Whoever fixes the North Carolina black hole will be my hero. Blacked out from O’s/Nats on MLB.tv and no local cable companies carry MASN. I heard people last year claim the Orioles were winning but I couldn’t confirm it until they ended up on TBS in the playoffs.

vivalajeter
12 years ago
Reply to  Neil

I’m moving from SF to NC this summer, and I was shocked when I saw the blackouts the other day. I expected the braves, but it looks like I won’t be able to see the Nats, Orioles or Reds. I’m not a fan of either team, but that’s another 20+ games of my favorite team that I can’t see (on top of any Braves games).

Neil
12 years ago
Reply to  vivalajeter

Yup, I’ve sent written and verbal complaints to every level of MLB/MLB.tv/etc.

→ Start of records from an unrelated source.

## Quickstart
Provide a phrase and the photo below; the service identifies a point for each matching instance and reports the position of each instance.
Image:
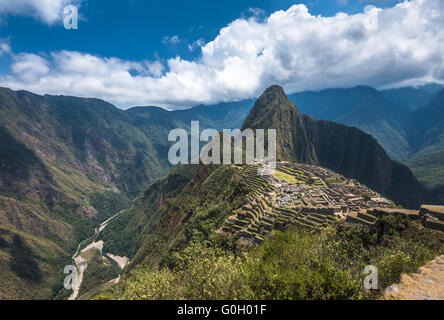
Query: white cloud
(382, 47)
(171, 40)
(48, 11)
(5, 47)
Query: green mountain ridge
(67, 164)
(173, 230)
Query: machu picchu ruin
(312, 197)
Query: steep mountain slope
(192, 201)
(428, 163)
(66, 164)
(346, 150)
(364, 108)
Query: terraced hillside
(301, 194)
(312, 197)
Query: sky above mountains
(182, 53)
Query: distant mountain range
(193, 201)
(67, 164)
(407, 122)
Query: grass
(295, 264)
(284, 176)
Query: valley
(96, 245)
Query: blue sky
(134, 29)
(158, 46)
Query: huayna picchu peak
(346, 150)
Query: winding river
(82, 263)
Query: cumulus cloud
(300, 51)
(171, 40)
(48, 11)
(5, 47)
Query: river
(82, 263)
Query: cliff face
(346, 150)
(273, 110)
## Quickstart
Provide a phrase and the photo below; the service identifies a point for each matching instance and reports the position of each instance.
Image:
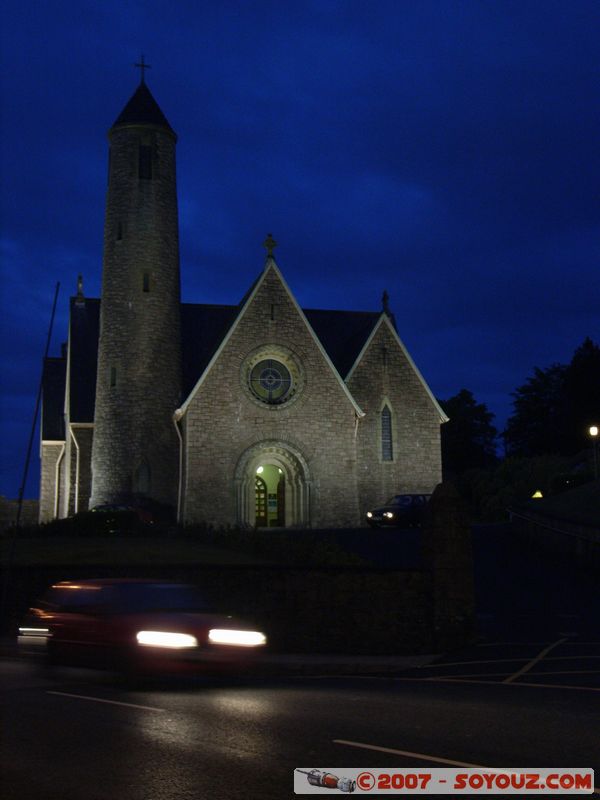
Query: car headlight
(176, 641)
(240, 638)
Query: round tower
(135, 446)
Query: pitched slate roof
(53, 399)
(84, 333)
(142, 109)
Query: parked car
(400, 511)
(137, 627)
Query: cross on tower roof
(142, 65)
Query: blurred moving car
(137, 627)
(400, 511)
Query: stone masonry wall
(385, 373)
(84, 436)
(139, 330)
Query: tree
(469, 438)
(554, 409)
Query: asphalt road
(79, 735)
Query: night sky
(444, 151)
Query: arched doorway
(273, 487)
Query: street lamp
(594, 434)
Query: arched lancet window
(387, 449)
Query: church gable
(270, 398)
(398, 443)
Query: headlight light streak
(175, 641)
(239, 638)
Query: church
(260, 413)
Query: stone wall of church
(51, 452)
(223, 420)
(385, 376)
(139, 355)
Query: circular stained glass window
(270, 381)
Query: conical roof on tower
(142, 109)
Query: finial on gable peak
(270, 244)
(142, 65)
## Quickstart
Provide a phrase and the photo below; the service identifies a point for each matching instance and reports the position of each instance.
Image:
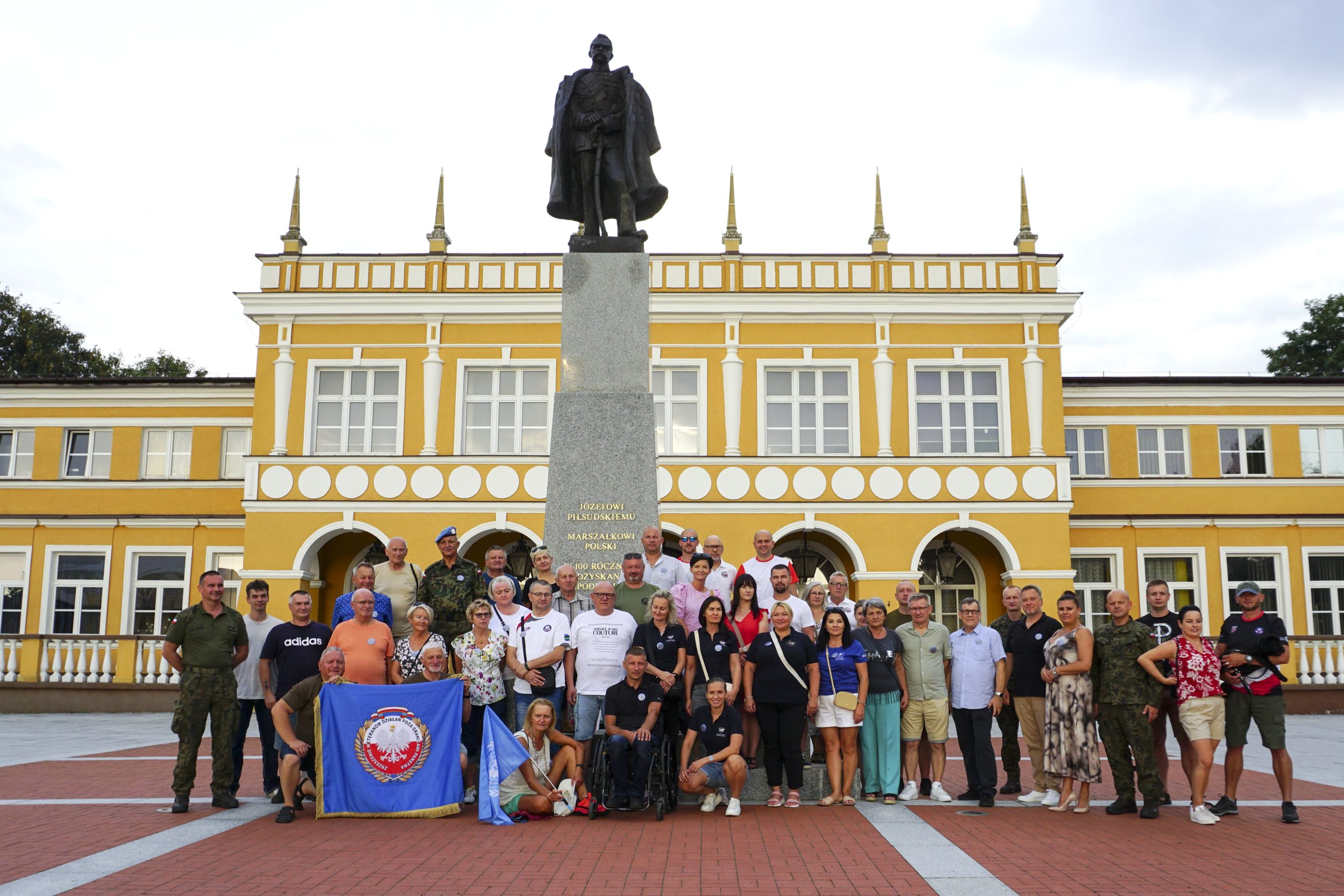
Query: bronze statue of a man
(601, 140)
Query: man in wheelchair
(632, 712)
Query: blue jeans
(618, 750)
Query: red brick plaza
(96, 824)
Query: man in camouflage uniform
(1010, 750)
(205, 642)
(448, 586)
(1127, 703)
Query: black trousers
(978, 750)
(781, 734)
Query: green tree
(1318, 347)
(37, 343)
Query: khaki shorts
(1203, 718)
(925, 715)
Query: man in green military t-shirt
(448, 586)
(1127, 703)
(205, 642)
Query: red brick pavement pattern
(1034, 851)
(631, 853)
(34, 839)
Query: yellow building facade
(877, 412)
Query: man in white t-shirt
(539, 641)
(398, 579)
(598, 640)
(760, 566)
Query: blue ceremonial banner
(500, 755)
(390, 751)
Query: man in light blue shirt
(979, 675)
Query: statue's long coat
(639, 138)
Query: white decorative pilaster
(882, 366)
(731, 387)
(433, 371)
(284, 370)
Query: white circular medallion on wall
(313, 483)
(1000, 483)
(502, 481)
(536, 480)
(694, 483)
(886, 483)
(847, 483)
(389, 481)
(351, 481)
(276, 481)
(925, 483)
(963, 483)
(733, 483)
(426, 483)
(810, 483)
(1040, 483)
(464, 483)
(772, 483)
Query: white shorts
(832, 716)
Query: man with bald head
(398, 579)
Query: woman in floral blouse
(480, 655)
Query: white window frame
(500, 363)
(1308, 582)
(1083, 453)
(224, 452)
(65, 452)
(25, 582)
(1284, 585)
(17, 433)
(1162, 453)
(819, 364)
(702, 416)
(1201, 583)
(128, 589)
(49, 585)
(1242, 453)
(1000, 364)
(172, 436)
(1320, 449)
(354, 364)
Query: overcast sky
(1183, 156)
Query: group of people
(734, 668)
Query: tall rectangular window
(676, 410)
(160, 589)
(80, 592)
(1162, 452)
(88, 455)
(15, 455)
(807, 412)
(167, 455)
(1260, 568)
(958, 412)
(1326, 593)
(506, 410)
(1242, 450)
(1086, 450)
(1323, 450)
(356, 412)
(233, 448)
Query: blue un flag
(390, 751)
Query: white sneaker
(1201, 816)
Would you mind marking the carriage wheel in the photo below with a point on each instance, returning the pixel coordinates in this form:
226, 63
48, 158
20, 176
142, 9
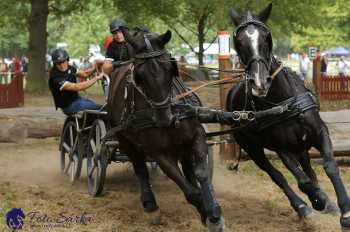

The response was either no response or “the policy is based on current contracts.” Other than this, NC is a great state!

Mike C
12 years ago
Reply to  Neil

This is my 3rd year in Charlotte (from Boston) with the NC blackout. Halfway thru last season I couldn’t take Time Warner anymore…switched to DirecTV and I finally get the O’s and Nats.

So yes, I’m still blacked out from all 4 NC teams on my MLB.tv, but at least I can get them all on my tv through DTV…it’s the only way to get around it.